Fiksasyonda alınan parçanın kalınlığı, büyüklüğü ve fiksatif solüsyonunun özellikleri yanında en önemli faktörlerden biri de fiksatif solüsyonu ile içine konan organ parçalarının hacimlerinin oranıdır. Klasikler en idealinin organ/fiksatif oranının :1/20 olduğunu belirtirler. Pratik olarak, koşullar elverdiğince parçalar birbirini sıkıştırmadan yüzebilecekleri miktarda fiksatife konmalıdır. Kavanoz ya da kabın ağzı kapanmadan ince tabaka şeklinde pamuk yüzeye bırakılarak yüzen organların her yüzeyinin fiksatife temas etmesi kolaylaştırılıp bu organların da fiksasyonu sağlanır.
Son olarak basit ama göz önünde bulundurulması gereken önlemler; organların ve fiksatifin konduğu kap kırılmaz cinsten tercihen plastik olmalı, kapağı solüsyonun akmasına engel olacak biçimde flaster ve benzeri ile sıkıca kapatılmalıdır.
Kavanozun üzerine mutlaka histopatolojik inceleme için alınan organ parçaları olduğunu belirtir bir not yazılmalıdır. Otopsisi yapılan kişinin adı ve soyadı yazılmalıdır.
DNA incelemesi için alınan biyolojik materyalin(kan,meni,tükrük vb.)ise formalin ve alkol gibi koruyucu bir sıvıya konmaksızın mümkün olduğunca kuru bir şekilde gönderilmesi gereklidir.

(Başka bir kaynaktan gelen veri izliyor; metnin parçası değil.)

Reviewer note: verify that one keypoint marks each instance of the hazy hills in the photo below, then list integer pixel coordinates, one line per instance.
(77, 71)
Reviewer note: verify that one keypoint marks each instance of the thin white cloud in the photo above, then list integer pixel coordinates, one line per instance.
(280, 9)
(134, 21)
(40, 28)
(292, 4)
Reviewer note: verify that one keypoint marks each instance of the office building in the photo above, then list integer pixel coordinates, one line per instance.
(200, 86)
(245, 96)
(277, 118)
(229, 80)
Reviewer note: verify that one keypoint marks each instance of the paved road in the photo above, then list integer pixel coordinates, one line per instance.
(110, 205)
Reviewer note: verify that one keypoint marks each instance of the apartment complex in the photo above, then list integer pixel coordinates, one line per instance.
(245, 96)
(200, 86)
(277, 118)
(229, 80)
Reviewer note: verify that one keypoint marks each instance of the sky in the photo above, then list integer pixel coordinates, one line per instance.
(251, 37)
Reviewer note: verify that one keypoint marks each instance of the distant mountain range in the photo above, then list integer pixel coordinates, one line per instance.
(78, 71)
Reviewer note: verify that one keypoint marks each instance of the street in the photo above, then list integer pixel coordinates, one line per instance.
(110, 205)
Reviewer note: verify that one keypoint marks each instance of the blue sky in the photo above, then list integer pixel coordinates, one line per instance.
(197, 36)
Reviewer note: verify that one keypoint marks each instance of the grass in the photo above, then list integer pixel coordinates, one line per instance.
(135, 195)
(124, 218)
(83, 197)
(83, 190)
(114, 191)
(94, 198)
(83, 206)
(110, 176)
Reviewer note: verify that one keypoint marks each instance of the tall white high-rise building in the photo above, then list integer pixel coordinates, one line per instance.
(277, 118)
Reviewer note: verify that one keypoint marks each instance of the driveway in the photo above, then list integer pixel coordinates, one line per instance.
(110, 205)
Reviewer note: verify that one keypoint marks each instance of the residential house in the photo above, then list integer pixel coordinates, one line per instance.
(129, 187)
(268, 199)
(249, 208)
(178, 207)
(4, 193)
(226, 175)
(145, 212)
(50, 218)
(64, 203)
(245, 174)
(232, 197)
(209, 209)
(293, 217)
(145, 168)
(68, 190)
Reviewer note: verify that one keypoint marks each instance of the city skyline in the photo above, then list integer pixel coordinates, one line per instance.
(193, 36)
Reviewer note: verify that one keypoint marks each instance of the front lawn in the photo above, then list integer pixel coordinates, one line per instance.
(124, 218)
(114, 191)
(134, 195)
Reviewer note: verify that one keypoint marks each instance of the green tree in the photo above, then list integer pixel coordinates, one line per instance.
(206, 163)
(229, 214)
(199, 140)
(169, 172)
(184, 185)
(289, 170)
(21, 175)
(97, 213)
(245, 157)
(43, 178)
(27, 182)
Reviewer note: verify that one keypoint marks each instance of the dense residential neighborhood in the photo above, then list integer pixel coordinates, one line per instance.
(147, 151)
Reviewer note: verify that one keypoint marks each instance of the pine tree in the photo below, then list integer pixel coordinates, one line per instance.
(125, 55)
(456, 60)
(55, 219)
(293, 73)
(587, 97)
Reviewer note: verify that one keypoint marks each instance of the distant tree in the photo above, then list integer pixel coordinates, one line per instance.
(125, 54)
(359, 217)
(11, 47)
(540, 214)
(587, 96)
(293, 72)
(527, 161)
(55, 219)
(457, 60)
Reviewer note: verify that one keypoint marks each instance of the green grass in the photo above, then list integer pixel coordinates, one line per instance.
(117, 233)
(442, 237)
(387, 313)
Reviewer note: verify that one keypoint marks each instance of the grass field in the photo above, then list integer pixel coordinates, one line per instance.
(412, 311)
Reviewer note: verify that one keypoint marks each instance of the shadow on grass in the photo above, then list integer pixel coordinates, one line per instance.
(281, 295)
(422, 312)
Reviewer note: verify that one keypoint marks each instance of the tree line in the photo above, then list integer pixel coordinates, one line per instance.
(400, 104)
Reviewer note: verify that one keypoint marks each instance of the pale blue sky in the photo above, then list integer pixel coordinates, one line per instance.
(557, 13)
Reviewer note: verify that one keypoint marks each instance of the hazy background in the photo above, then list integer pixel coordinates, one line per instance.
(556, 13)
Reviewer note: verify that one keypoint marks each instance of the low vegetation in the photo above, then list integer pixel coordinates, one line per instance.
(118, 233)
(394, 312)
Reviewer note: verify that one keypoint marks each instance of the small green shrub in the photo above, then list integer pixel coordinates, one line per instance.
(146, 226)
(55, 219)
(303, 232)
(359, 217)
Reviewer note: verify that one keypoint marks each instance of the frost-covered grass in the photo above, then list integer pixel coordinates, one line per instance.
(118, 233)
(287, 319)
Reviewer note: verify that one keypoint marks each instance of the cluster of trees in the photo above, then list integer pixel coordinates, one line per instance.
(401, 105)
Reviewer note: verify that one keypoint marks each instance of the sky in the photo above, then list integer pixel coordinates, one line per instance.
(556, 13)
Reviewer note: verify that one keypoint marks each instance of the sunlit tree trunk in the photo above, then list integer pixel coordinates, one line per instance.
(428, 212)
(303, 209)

Toksikolojik İnceleme İçin Parça Alma Tekniği:
Toksikolojik araştırmaya parça alınırken dikkat edilmesi gereken en önemli koşullardan biri kullanılacak kabın, aletlerin ve organın disseke edileceği tezgahın temiz ve kimyasal bulaşıklı olmamasıdır. En az iki büyük boy kırılmaz cinsten (plastik olabilir) kap hazırlanmalı, birine iki ucu bağlı mide ve 1,5 m. civarında ince barsak, diğerine ise tüm organlardan 100'er gr. civarında parçalar alınmalıdır. Toksikolojik araştırma için alınan organ parçalarının bozulup kokuşmasını önlemek için mutlaka organların hacminin iki katı kadar alkol tesbit solüsyonu konmalıdır.
Toksikolojik araştırmanın hedefine ulaşılabilmesi için mutlaka vakadan en az 20 cc. sitratlı kan ve varsa 20 cc. idrar alınmalı temiz sıkı kapaklı şişelere konmalıdır.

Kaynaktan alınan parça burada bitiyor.